The broad spectrum of research presented at the conference opened our minds to the importance of thinking about the whole lifecycle of a battery

Since the conference would not start until 2 p.m. the next day, we had time for both some sightseeing and some social activities, including the tasting of tar-flavoured local food and beverages, and a beautiful walk to the local harbour.

Prof. Kristina Edström (Uppsala University) giving her talk about the SEI at the Nordic Battery Conference 2017. Photo: Elise Ramleth Østli


The conference was opened by Professor Ulla Lassi from the University of Oulu and Stina Mattila who is the Mayor of Kokkola City. The following days were filled with talks and poster presentations where the topics ranged from the extraction and production of raw materials for the battery industry, through the manufacturing of batteries both in cell and battery pack systems, to post mortem analysis and recycling of used batteries. Several groups from all of the Nordic countries presented their current research covering several different battery technologies, including Li-ion, Li-S, Li-O2, Mg, NiMH, and Zn-O2 to mention a few. Some recurring themes were the shortage of Co on a global basis, and the ethical aspect of the extraction of Co in Congo.

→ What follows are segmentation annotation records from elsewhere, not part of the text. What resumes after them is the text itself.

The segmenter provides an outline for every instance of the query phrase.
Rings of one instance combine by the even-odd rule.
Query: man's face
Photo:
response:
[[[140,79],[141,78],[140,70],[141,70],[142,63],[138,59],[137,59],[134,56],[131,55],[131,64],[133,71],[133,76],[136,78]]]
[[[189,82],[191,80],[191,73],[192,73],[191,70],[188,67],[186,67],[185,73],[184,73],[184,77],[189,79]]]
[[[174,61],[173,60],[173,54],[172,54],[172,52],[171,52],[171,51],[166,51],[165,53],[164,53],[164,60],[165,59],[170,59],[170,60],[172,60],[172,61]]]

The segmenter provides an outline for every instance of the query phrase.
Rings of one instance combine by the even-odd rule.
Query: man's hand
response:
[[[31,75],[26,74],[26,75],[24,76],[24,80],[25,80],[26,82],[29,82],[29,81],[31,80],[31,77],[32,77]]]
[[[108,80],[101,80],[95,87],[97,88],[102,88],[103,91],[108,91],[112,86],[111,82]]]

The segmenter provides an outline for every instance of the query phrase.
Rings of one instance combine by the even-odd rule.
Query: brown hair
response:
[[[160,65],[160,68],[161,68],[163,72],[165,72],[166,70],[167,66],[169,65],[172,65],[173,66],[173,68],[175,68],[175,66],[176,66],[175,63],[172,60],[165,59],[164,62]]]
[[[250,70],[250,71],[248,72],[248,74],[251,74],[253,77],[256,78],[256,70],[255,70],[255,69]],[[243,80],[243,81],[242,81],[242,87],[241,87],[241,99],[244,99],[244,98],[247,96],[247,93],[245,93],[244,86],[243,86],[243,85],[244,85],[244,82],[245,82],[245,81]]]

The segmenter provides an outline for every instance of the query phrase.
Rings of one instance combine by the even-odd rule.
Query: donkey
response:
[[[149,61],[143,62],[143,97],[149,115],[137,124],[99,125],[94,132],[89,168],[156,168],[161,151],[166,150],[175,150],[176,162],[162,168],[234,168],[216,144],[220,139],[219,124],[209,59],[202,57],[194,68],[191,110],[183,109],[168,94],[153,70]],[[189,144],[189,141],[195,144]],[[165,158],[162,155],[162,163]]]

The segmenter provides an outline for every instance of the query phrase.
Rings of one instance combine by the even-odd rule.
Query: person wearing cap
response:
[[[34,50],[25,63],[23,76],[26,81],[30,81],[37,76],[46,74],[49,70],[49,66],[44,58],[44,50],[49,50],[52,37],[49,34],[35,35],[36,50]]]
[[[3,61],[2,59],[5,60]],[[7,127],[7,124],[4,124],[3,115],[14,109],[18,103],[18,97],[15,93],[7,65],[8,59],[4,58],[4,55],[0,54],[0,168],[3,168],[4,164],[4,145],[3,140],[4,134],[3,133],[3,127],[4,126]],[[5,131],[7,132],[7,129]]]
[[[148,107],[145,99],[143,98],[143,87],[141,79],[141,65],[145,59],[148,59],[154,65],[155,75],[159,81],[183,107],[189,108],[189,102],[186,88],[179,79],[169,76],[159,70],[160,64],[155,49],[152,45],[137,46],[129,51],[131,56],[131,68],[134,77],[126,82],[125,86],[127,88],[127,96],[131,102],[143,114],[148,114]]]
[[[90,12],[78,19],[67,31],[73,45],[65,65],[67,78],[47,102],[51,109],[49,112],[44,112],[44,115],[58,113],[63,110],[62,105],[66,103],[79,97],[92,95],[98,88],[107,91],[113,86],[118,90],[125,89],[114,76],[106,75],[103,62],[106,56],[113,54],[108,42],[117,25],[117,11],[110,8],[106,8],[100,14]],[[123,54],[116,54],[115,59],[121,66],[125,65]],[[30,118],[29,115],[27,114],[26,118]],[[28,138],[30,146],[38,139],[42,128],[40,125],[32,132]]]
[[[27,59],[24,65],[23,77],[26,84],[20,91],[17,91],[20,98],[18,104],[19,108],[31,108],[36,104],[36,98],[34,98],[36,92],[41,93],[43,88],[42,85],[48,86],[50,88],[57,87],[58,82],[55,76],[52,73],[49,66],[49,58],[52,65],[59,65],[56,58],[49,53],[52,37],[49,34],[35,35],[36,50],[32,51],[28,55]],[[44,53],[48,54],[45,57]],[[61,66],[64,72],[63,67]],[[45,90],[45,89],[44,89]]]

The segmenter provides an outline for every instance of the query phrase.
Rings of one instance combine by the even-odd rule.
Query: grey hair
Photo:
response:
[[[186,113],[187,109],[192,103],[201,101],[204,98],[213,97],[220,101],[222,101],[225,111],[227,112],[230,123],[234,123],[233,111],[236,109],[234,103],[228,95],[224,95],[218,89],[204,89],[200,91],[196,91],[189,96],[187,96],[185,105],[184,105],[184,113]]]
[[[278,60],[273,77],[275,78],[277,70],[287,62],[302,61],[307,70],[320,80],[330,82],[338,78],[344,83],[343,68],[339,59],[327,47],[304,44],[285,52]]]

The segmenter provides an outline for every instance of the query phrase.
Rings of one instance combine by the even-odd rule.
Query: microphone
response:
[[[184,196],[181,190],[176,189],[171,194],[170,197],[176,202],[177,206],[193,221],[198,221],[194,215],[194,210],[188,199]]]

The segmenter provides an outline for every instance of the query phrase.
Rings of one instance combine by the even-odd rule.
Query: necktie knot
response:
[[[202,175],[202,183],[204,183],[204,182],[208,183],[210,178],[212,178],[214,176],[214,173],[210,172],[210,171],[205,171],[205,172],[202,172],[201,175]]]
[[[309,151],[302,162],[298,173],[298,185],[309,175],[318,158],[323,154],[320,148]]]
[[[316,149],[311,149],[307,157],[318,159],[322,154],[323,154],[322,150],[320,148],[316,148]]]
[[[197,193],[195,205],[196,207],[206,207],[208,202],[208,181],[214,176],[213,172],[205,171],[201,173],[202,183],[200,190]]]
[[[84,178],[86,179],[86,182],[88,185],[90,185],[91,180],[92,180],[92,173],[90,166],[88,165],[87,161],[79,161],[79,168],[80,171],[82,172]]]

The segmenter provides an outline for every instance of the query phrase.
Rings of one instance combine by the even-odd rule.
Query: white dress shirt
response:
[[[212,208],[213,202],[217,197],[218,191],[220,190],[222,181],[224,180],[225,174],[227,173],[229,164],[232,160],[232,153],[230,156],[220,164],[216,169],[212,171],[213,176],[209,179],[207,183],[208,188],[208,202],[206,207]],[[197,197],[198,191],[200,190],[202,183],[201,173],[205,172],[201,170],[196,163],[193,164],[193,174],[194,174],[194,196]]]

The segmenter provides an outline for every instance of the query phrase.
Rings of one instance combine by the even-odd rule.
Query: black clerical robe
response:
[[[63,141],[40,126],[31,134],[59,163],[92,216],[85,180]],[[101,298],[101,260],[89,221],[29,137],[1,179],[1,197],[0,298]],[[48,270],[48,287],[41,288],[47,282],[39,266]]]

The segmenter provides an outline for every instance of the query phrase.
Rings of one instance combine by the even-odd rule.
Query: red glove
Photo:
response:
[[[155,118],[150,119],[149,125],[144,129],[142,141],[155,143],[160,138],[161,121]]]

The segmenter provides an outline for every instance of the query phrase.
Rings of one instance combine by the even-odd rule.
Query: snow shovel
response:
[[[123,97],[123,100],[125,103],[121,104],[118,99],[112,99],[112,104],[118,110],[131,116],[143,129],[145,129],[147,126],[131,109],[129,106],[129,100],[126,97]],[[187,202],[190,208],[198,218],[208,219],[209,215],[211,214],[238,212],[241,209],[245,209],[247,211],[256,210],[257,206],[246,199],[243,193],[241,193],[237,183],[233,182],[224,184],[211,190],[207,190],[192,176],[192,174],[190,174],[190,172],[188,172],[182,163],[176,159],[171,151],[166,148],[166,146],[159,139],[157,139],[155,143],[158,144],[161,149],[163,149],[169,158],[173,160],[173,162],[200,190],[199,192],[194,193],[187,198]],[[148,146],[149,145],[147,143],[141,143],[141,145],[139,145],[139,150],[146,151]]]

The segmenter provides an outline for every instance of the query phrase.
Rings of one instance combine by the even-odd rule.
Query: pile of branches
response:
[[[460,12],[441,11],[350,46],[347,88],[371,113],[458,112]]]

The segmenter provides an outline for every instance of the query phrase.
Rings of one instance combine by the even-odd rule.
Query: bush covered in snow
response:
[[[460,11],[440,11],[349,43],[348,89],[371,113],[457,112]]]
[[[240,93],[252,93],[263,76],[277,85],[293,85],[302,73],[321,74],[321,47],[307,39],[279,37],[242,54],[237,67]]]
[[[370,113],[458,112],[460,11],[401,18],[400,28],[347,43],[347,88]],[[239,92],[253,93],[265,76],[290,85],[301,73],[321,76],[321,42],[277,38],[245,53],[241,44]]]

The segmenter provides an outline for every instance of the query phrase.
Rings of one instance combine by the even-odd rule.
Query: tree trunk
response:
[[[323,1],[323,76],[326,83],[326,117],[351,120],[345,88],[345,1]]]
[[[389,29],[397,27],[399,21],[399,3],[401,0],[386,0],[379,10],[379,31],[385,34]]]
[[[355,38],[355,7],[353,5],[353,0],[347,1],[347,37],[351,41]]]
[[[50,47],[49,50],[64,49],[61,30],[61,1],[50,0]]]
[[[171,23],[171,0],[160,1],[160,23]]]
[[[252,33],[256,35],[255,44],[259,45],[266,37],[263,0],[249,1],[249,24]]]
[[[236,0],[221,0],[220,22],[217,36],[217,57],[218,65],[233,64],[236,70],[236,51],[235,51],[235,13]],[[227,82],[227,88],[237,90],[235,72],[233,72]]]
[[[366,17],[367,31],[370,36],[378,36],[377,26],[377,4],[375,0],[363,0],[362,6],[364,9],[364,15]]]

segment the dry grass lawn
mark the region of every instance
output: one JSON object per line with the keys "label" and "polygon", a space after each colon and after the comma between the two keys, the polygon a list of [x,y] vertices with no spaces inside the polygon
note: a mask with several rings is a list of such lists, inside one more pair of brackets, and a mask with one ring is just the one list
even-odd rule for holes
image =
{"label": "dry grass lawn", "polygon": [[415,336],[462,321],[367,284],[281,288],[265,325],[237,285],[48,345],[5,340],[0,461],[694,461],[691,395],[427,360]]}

Elise Ramleth Østli (MoZEES, NTNU) and Jacob Hadler-Jacobsen (NTNU) at the conference dinner at Villa Elba, sponsored by Freeport Cobalt. Photo: Daniel Tevik Rogstad


The COO of Northvolt, Paolo Cerruti, held a convincing presentation about the planned battery factory that will be built in Skellefteå, Sweden, and how important this is in order to strengthen the competence of the battery technology community in the Nordic countries. The availability of cheap green energy, the close vicinity of raw materials and the importance of european battery production for self-reliance were highlighted as reasons for choosing this location. The broad spectrum of research presented at the conference opened our minds to the importance of thinking about the whole lifecycle of a battery, and how it is important to remember the economic, ethical, and environmental cost that comes with the materials and processes one chooses to work with. To sum up; it is safe to say that a lot of exciting things are happening within battery technology in the Nordic countries.

The next Nordbatt conference will be held in Denmark in 2019, and we hope to be able to attend it with exciting research of our own!